Would either the AARP or PhMRA have been better off not spending so much on lobbying, given that they each got half a loaf? It’s hard to say, but in the high-stakes world of federal lobbying, unilateral disarmament represents an unacceptable risk.

In time, groups such as the AARP have chalked up many victories. The association pushed for President Bush’s 2003 bill creating Medicare Part D, which added prescription-drug coverage to Medicare, and worked with President Barack Obama to close gaps in Part D coverage.

The AARP also supported passage of the Affordable Care Act and the Family Medical Leave Act, the rollout of the National Do Not Call Registry, authorization of over-the-counter hearing aids, extending Medicare coverage to telemedicine, protecting cost-of-living adjustments to Social Security benefits and extending workplace retirement-savings programs to part-time employees.

Even the most-skilled lobbyists sometimes fail to deliver for their clients, however, so Schwab said it’s important for AAHOA Members to stay engaged with lawmakers. He said hoteliers should remember an old adage that remains popular on Capitol Hill: If you’re not at the table, you’re on the menu.

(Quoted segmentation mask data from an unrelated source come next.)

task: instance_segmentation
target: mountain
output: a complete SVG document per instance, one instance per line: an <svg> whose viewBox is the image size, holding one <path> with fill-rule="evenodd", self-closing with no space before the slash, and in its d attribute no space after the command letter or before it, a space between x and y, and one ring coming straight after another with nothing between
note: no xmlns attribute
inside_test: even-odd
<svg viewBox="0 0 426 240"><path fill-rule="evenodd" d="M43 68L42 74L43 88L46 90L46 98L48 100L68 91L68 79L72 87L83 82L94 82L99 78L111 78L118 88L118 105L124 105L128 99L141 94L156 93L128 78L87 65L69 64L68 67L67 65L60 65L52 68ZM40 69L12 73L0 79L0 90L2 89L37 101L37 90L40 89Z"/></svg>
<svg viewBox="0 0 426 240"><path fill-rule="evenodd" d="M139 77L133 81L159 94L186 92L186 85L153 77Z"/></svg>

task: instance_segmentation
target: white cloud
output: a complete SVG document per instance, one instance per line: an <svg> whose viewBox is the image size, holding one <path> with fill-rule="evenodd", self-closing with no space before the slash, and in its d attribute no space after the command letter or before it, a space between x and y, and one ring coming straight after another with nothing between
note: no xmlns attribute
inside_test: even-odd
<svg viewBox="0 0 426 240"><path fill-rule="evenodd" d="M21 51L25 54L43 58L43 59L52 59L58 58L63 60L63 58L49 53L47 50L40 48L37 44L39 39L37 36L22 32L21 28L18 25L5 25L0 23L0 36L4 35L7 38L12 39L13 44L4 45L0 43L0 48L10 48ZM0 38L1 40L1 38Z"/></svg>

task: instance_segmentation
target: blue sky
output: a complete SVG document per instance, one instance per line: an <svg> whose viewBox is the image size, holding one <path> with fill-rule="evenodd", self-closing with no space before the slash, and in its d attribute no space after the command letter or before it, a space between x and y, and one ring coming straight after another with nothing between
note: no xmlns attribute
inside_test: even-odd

“When a critical mass of organized interest groups comes together – whether everyday Americans or industry leaders led by their trade associations and in-house advocacy leads – it really can make a tremendous difference,” Schwab said. “Professional, intentional, and organized advocacy is important in any sector when it comes to what government policies end up looking like when passed.

“If you have a stake in that fight, you’re going to want your voice heard,” he added.

Each year in Washington, lobbyists win and lose major political battles on behalf of their clients. Here are three important examples:

In 2013, the Securities and Exchange Commission removed an item from its regulatory agenda that would have required businesses to disclose their political donations to shareholders.

Koch Industries, the Chamber of Commerce, the Construction Industry Round Table, and other business interests lobbied the SEC to scrap the rule, winning out over government watchdog groups, academics, investors, and other groups favoring transparency.

All the big guns came out in 2017, when Congress was negotiating a tax-reform bill that would become President Donald Trump’s signature legislative achievement. Among the key provisions was a reduction in the corporate tax rate to 21% from 35%, a major victory for businesses.

More than 4,600 lobbyists were engaged on the tax components of the legislation, according to Public Citizen, a nonprofit watchdog group.

Just in the three months leading up to the bill’s passage, the National Association of Realtors spent $22.2 million on lobbying, while the Business Roundtable, made up of CEOs from leading companies, spent $17.3 million, and the Chamber of Commerce spent $16.8 million, according to the Associated Press.

For the realtors, the biggest issue was making sure homeowners wouldn’t have to pay capital-gains taxes when selling a primary residence, and the final bill preserved that exclusion.

Reuters made big news in 2021 when it reported Amazon had killed or undermined privacy protections in more than three dozen bills across 25 states during the span of several years. The e-commerce behemoth has amassed a valuable trove of personal data on millions of American consumers.

In Virginia, for example, the company increased its political donations tenfold during a four-year period before convincing legislators to pass an industry-friendly privacy bill in 2021 that Amazon itself drafted, according to Reuters, which reviewed the company’s internal communications.